Polls open in US in knife-edge election

This combination of file photos shows Democratic presidential nominee Vice President Kamala Harris, left, speaking at a campaign rally on Oct. 14, 2024, and Republican presidential nominee former President Donald Trump speaking a campaign rally on Sept.18, 2024. (AP Photo)
This combination of file photos shows Democratic presidential nominee Vice President Kamala Harris, left, speaking at a campaign rally on Oct. 14, 2024, and Republican presidential nominee former President Donald Trump speaking a campaign rally on Sept.18, 2024. (AP Photo)

US Election Day voting begins in earnest after an extraordinary — and for many unnerving — presidential race that will either make Kamala Harris the first woman president in the country’s history or hand Donald Trump a comeback that sends shock waves around the world.

As the first polling stations opened, Democratic vice president Harris, 60, and Republican former president Trump, 78, were dead-even in the tightest and most volatile White House contest of modern times.

Harris has promised to work across the aisle to tackle economic worries and other issues without radically departing from the course set by President Joe Biden.

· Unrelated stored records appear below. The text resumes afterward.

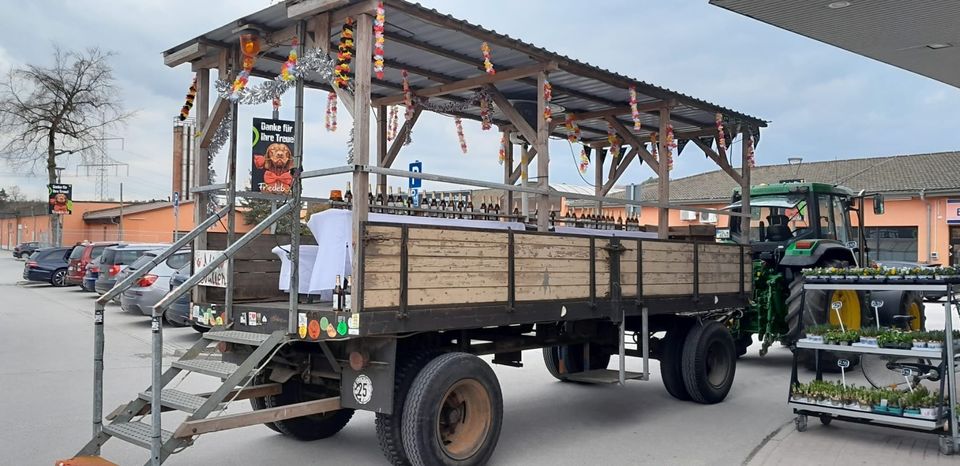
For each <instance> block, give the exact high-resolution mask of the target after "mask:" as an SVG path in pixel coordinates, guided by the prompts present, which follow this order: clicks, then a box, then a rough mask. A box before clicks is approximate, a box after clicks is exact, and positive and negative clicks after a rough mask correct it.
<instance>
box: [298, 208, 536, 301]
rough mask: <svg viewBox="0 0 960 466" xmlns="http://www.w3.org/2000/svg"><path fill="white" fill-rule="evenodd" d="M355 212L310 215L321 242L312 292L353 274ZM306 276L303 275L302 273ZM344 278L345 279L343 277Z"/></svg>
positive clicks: (450, 220) (482, 220)
mask: <svg viewBox="0 0 960 466" xmlns="http://www.w3.org/2000/svg"><path fill="white" fill-rule="evenodd" d="M369 220H370V221H371V222H381V223H406V224H409V225H446V226H456V227H461V228H482V229H488V230H517V231H523V230H524V226H523V223H520V222H499V221H496V220H460V219H453V218H436V217H414V216H409V215H390V214H374V213H371V214H370V216H369ZM352 221H353V212H352V211H349V210H342V209H327V210H325V211H323V212H318V213H315V214H313V215H311V216H310V220H309V221H307V226H308V227H310V231H311V232H312V233H313V237H314V238H316V239H317V243H319V244H320V246H319V247H318V248H319V249H318V251H317V258H318V260H317V262H316V263H315V265H314V267H313V274H312V275H311V277H310V293H312V294H320V292H321V291H324V290H331V289H333V284H334V283H333V282H334V281H335V279H336V276H337V275H340V276H341V277H343V276H344V275H349V274H350V273H351V263H350V262H351V259H350V258H351V257H352V254H353V247H352V246H351V245H350V242H351V237H352V236H353V223H352ZM301 276H303V275H301ZM341 279H342V278H341Z"/></svg>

Trump, the Republican former president, has vowed to replace thousands of federal workers with loyalists, impose sweeping tariffs on allies and foes alike, and stage the largest deportation operation in US history.

The bitter rivals spent their final day of the campaign frenetically working to get their supporters out to the polls and trying to win over any last undecided voters in the swing states expected to decide the outcome.

But despite a series of head-spinning twists in the campaign — from Harris’s dramatic entrance when President Joe Biden dropped out in July, to Trump riding out two assassination attempts and a criminal conviction — nothing has broken the deadlock in the opinion polls.